Early in the Covid19 pandemic, doctors noticed that some immunocompromised patients had persistent infections from SARS-CoV-2, some of which lasted weeks or months at a time. This has raised concerns that one of these cases could be the source of an emerging virus variant that has benefited from a long battle with the immune system.
A prospective study, “SARS-CoV-2 shedding and Evolution in Patients who were immunocompromised during the omicron period: a multicenter, prospective analysis,” provides greater clarity on which patient populations are at greatest risk for prolonged infections – and suggests that this fear is probably unjustified.
The results of research were published in the journal Lancet Microbe.
Prolonged Covid19 infections in at-risk patients
The study, led by Adam Lauring, MD, Ph.D., of Michigan Medicine's Division of Infectious Diseases, is part of the larger IVY Network study sponsored by the CDC and led by Vanderbilt University.
The collaborative team followed 150 immunocompromised patients with COVID infections from five US healthcare systems in 2022. Each patient was screened and tested using nasal swabs collected from the onset of Covid19 infection until they tested negative.
“We were specifically looking at who was at risk for prolonged infection, so that we never eliminated the virus,” Lauring said.
Study participants had a diverse set of immunocompromising conditions, ranging from people with B-cell tumors or receiving anti-B-cell therapy; subjects undergoing solid organ or stem cell transplants; people living with AIDS; and those with non-B cell tumors and autoimmune or autoinflammatory conditions.
The team found that only 25% of patients tested positive using the highly sensitive, gold standard PCR test for 21 days or more after disease onset.
Only 8% tested positive for live virus for 21 days or longer.

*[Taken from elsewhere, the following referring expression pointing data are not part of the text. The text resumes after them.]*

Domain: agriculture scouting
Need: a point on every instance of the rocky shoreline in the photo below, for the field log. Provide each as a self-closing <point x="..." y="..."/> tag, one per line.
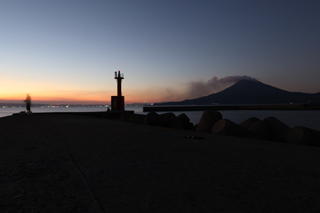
<point x="76" y="163"/>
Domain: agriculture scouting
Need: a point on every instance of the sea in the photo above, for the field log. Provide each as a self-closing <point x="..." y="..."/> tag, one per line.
<point x="306" y="118"/>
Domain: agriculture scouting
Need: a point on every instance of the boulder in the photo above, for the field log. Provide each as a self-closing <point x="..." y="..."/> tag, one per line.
<point x="175" y="123"/>
<point x="278" y="129"/>
<point x="137" y="118"/>
<point x="261" y="130"/>
<point x="125" y="116"/>
<point x="248" y="122"/>
<point x="152" y="118"/>
<point x="164" y="119"/>
<point x="208" y="119"/>
<point x="184" y="119"/>
<point x="227" y="127"/>
<point x="303" y="136"/>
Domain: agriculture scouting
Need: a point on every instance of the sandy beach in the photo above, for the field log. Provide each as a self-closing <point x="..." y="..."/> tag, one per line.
<point x="74" y="163"/>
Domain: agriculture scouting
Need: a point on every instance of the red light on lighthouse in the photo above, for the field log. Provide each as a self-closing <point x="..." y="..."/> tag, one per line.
<point x="117" y="102"/>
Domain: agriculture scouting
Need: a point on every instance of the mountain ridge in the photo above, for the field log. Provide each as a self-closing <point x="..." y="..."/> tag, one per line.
<point x="250" y="92"/>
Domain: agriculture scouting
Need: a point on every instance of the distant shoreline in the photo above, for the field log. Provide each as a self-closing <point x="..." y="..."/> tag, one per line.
<point x="313" y="106"/>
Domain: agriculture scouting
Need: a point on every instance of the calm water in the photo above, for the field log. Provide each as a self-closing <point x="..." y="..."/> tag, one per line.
<point x="309" y="119"/>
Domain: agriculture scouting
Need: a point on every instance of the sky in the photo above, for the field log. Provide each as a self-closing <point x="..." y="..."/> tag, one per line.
<point x="66" y="51"/>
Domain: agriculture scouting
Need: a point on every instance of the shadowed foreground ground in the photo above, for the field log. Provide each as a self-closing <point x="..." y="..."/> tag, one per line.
<point x="72" y="163"/>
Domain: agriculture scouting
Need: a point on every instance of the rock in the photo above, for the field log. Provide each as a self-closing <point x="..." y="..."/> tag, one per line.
<point x="175" y="123"/>
<point x="261" y="130"/>
<point x="125" y="116"/>
<point x="137" y="118"/>
<point x="303" y="136"/>
<point x="227" y="127"/>
<point x="164" y="118"/>
<point x="208" y="119"/>
<point x="278" y="129"/>
<point x="248" y="122"/>
<point x="184" y="119"/>
<point x="152" y="118"/>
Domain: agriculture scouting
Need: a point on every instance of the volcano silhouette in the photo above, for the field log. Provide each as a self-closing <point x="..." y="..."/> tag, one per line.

The median time to last positive test overall was nine days. “Unlike many reported cases, we found that very few people had a prolonged infection,” Lauring said.

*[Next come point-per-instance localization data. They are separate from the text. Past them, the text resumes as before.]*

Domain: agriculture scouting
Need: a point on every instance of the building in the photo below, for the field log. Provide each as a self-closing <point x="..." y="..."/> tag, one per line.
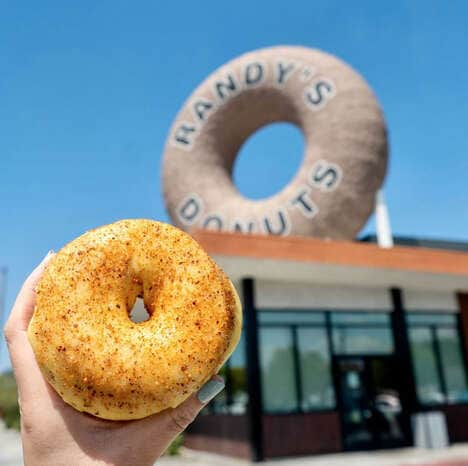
<point x="343" y="344"/>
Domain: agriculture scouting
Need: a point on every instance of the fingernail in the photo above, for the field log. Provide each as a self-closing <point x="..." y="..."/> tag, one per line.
<point x="210" y="390"/>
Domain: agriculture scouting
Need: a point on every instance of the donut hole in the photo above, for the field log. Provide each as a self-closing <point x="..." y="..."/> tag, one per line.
<point x="268" y="160"/>
<point x="139" y="313"/>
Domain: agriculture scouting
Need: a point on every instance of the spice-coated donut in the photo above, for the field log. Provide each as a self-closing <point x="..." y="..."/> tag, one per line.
<point x="345" y="158"/>
<point x="103" y="363"/>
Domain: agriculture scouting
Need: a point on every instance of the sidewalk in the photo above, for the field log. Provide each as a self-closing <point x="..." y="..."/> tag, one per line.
<point x="456" y="455"/>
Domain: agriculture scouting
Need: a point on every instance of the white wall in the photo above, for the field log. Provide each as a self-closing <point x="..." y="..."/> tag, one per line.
<point x="283" y="295"/>
<point x="424" y="300"/>
<point x="277" y="295"/>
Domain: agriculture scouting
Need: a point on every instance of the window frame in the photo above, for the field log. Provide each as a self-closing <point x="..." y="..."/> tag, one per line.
<point x="327" y="325"/>
<point x="435" y="344"/>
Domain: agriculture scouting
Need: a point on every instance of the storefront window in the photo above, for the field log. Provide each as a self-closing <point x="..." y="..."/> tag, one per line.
<point x="317" y="386"/>
<point x="361" y="333"/>
<point x="452" y="365"/>
<point x="437" y="358"/>
<point x="277" y="368"/>
<point x="425" y="366"/>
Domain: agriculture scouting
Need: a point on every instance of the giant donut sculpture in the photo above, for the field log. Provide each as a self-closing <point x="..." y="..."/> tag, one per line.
<point x="345" y="159"/>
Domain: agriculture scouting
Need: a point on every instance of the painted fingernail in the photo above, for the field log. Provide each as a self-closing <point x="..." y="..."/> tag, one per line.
<point x="210" y="390"/>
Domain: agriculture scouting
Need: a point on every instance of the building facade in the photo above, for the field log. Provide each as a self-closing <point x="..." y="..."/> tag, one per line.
<point x="343" y="344"/>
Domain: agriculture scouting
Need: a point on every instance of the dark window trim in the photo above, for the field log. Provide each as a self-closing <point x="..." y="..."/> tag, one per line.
<point x="435" y="344"/>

Specifically, people with AIDS and those with B-cell cancers, such as some leukemias and lymphomas, were more likely to have prolonged infections than patients with autoimmune diseases or non-B-cell cancers. And of the 59 patients enrolled with a transplant of solid organ with T cell immunosuppression, only one had an infection that lasted longer than 56 days.

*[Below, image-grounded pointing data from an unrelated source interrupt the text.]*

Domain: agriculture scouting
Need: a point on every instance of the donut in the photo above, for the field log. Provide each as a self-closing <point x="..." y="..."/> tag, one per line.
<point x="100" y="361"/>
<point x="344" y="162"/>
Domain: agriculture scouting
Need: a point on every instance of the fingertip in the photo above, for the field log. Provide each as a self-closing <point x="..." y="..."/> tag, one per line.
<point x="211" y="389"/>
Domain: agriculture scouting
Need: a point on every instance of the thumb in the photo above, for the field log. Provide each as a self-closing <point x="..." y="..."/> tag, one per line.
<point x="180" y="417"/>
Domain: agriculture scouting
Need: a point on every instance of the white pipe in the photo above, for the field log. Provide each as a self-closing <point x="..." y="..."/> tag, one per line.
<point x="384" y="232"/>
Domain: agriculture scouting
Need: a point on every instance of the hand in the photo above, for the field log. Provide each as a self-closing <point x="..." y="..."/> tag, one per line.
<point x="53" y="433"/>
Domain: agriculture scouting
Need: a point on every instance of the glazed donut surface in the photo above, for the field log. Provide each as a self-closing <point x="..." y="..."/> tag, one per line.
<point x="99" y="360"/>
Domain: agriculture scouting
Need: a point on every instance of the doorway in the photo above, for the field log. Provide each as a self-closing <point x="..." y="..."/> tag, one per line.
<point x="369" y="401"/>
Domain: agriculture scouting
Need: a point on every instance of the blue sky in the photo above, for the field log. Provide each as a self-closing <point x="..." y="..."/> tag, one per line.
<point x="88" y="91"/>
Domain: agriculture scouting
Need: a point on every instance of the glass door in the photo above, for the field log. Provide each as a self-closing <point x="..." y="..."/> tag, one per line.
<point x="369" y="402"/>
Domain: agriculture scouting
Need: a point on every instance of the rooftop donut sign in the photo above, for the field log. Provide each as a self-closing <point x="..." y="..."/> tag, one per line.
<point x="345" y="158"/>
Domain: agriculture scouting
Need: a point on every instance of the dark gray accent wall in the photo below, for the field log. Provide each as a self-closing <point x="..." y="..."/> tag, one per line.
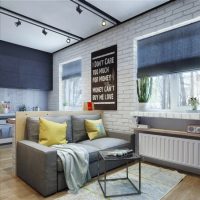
<point x="24" y="68"/>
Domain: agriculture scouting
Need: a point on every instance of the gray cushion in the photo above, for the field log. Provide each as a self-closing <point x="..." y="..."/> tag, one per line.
<point x="106" y="143"/>
<point x="93" y="155"/>
<point x="32" y="126"/>
<point x="78" y="126"/>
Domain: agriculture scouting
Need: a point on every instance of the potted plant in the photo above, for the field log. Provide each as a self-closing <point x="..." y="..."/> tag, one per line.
<point x="144" y="90"/>
<point x="194" y="102"/>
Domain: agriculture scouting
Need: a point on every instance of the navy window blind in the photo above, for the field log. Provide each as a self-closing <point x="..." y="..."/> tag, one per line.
<point x="177" y="50"/>
<point x="72" y="69"/>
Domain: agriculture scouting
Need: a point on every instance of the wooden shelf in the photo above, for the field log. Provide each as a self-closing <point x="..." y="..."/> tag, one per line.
<point x="166" y="132"/>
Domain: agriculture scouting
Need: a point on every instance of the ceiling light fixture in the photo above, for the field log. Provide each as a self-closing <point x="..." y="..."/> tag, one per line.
<point x="18" y="23"/>
<point x="103" y="23"/>
<point x="44" y="31"/>
<point x="68" y="40"/>
<point x="78" y="9"/>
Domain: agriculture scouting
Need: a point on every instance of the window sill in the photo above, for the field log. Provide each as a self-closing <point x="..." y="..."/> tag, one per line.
<point x="193" y="115"/>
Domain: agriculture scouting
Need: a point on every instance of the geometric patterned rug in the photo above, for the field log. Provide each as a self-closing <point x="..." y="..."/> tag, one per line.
<point x="156" y="182"/>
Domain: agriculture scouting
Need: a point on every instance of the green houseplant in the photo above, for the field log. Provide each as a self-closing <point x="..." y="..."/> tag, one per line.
<point x="194" y="102"/>
<point x="144" y="89"/>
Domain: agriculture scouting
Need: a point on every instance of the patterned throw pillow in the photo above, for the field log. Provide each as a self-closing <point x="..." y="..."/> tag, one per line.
<point x="95" y="129"/>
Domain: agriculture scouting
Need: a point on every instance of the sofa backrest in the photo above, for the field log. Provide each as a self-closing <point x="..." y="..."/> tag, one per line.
<point x="21" y="119"/>
<point x="78" y="126"/>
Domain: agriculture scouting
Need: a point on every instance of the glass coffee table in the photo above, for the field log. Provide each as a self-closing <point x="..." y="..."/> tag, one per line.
<point x="106" y="156"/>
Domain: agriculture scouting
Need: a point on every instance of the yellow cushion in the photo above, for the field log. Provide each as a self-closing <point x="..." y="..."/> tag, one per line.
<point x="95" y="129"/>
<point x="52" y="133"/>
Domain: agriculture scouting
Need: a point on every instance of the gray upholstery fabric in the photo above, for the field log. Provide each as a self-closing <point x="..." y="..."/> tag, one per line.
<point x="78" y="126"/>
<point x="32" y="126"/>
<point x="96" y="145"/>
<point x="36" y="165"/>
<point x="105" y="143"/>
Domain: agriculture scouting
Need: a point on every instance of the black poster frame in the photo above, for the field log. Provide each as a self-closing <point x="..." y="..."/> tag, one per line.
<point x="104" y="78"/>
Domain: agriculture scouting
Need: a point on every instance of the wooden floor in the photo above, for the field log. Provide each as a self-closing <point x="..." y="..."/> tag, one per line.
<point x="12" y="188"/>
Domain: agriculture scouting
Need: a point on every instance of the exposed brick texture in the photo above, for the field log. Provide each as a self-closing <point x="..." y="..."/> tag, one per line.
<point x="123" y="35"/>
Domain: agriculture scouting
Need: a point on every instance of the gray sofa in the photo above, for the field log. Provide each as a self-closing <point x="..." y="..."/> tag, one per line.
<point x="39" y="165"/>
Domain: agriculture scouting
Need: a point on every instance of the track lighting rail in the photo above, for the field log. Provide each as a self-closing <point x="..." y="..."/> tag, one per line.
<point x="37" y="23"/>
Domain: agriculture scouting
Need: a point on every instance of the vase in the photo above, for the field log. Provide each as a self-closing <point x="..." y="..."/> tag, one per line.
<point x="142" y="106"/>
<point x="194" y="107"/>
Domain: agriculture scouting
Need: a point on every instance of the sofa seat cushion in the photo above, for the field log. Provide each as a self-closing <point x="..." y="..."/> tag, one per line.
<point x="107" y="143"/>
<point x="93" y="155"/>
<point x="78" y="126"/>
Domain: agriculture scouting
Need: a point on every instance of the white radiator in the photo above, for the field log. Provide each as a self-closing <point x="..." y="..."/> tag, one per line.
<point x="177" y="150"/>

The extensive infection also appeared to coincide with some immunosuppressive therapies.
Patients treated with rituximab or CAR-T therapy, which targets B cells, were more likely to have longer-lasting infections, underscoring the importance of antibodies (produced by B cells) for immunity.
Importantly, the team also notes that mutations within the subgroup of patients who had prolonged infections rarely, if ever, matched those of variants circulating within the broader global community.
“A lot of what makes a virus effective is its ability to escape immunity,” Lauring said.
“However, immunity is heterogeneous: what might cause a virus to escape the immune system in an immunocompromised patient versus patients at a population level is different.”
As global immunity changes due to vaccination and infection, surveillance of this particular patient population for new variants may not be practical, he explained.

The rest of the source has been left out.